To help celebrate the launch of the new Bundesliga season, Matthäus headed to Singapore for a promotional tour, and FourFourTwo were lucky enough to have an extended one-on-one interview with him.
Read on to discover the story behind one of the most decorated players in football history…
Born in the southeast German town of Erlangen in Bavaria on March 21, 1961, Lothar Matthäus fell in love with football at an early age and quickly became a huge fan of club side Borussia Monchengladbach.
His walls were covered with posters of Monchengladbach greats like two-time German footballer of the year Gunter Netzer and World and European Cup-winner Jupp Heynckes and he dreamed of one day pulling on the shirt of the team known as ‘The Foals’.
At just 18, Matthäus realised that dream by signing his first professional contract with Monchengladbach, and it didn’t take long for his talent to shine. Within two years, he was captaining the club.

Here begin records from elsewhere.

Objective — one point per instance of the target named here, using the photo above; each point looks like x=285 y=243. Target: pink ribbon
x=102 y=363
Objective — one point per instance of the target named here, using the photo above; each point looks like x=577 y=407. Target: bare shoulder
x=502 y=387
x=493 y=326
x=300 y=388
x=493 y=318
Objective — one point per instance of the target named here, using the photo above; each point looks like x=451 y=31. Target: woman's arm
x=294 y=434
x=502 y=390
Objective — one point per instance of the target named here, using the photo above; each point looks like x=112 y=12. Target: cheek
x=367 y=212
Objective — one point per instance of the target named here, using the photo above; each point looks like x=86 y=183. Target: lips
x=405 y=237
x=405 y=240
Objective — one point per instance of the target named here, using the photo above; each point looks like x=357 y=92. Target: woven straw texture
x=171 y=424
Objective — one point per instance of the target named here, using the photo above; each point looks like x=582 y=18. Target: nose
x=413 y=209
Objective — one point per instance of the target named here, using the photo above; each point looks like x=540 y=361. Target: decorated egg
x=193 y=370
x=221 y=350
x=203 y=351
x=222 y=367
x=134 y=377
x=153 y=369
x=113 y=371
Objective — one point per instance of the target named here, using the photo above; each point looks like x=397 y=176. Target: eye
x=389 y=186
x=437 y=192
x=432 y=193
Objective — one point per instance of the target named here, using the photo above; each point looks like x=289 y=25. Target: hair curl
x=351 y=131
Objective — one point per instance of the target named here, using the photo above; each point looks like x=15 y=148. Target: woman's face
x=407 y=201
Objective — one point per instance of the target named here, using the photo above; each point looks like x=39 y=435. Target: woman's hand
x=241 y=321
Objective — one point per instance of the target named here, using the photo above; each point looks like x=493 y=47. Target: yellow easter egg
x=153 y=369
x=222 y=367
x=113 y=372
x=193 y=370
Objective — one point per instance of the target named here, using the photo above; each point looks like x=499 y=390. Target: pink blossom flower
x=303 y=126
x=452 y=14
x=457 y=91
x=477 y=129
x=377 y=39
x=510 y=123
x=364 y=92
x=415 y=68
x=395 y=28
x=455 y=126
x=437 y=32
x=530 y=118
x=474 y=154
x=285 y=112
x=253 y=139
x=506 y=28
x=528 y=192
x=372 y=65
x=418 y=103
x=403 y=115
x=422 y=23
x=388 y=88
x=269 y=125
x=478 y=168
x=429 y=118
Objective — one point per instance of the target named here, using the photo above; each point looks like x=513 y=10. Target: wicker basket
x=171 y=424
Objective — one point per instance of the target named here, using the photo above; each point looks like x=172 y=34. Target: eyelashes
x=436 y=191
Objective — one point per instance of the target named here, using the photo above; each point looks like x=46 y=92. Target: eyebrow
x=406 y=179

He spent five seasons with the Foals before shifting to German giants Bayern Munich. By this stage Matthäus had already represented his nation at a World Cup, picked in the squad for Spain 1982 at just 21 years of age.
“I was the fifth tyre on the car,” Matthäus says self-deprecatingly before letting out a hearty laugh. “I was an outsider. I wasn’t with Bayern Munich or Cologne or Hamburg, the big clubs, I was playing with Borussia Monchengladbach and none of my colleagues were with me.
“In ’82 I played only two times – the last minute against Austria and against Chile – but it was a good experience.”
The Germans would lose the 1982 final to Italy 3-1, with Matthäus watching from the sidelines, but by the time the 1986 World Cup in Mexico rolled around he was a key cog in his country’s midfield.
Scoring the lone goal in the 87th minute to overcome Morocco in the round of 16, Matthäus converted a penalty in the shootout victory over Mexico the following round before the Germans overcame France 2-0 in the semi-finals.
That set-up a date with Maradona’s Argentina and we asked Matthäus what it was like facing the South American magician.
“He was the best player I ever played against,” Matthäus declares. “I played against him many times … and many times I had to attack Maradona, one-on-one.
“In the ‘86 final, which was the ‘Maradona World Cup’, [German coach Franz] Beckenbauer was so afraid of him in the final. He said to me ‘Lothar, you have to attack Maradona. Only you can stop him’.
“I stopped him, but we had nothing in offence. We were just playing defence. Beckenbauer would say later this was a mistake. He was too afraid of Maradona and gave up the game
“Maradona was a fantastic player. Like Lionel Messi today. Very fast, good dribbling, personality, good free kicks and high speed in the first 25 metres with the ball, not just without the ball, which is important.”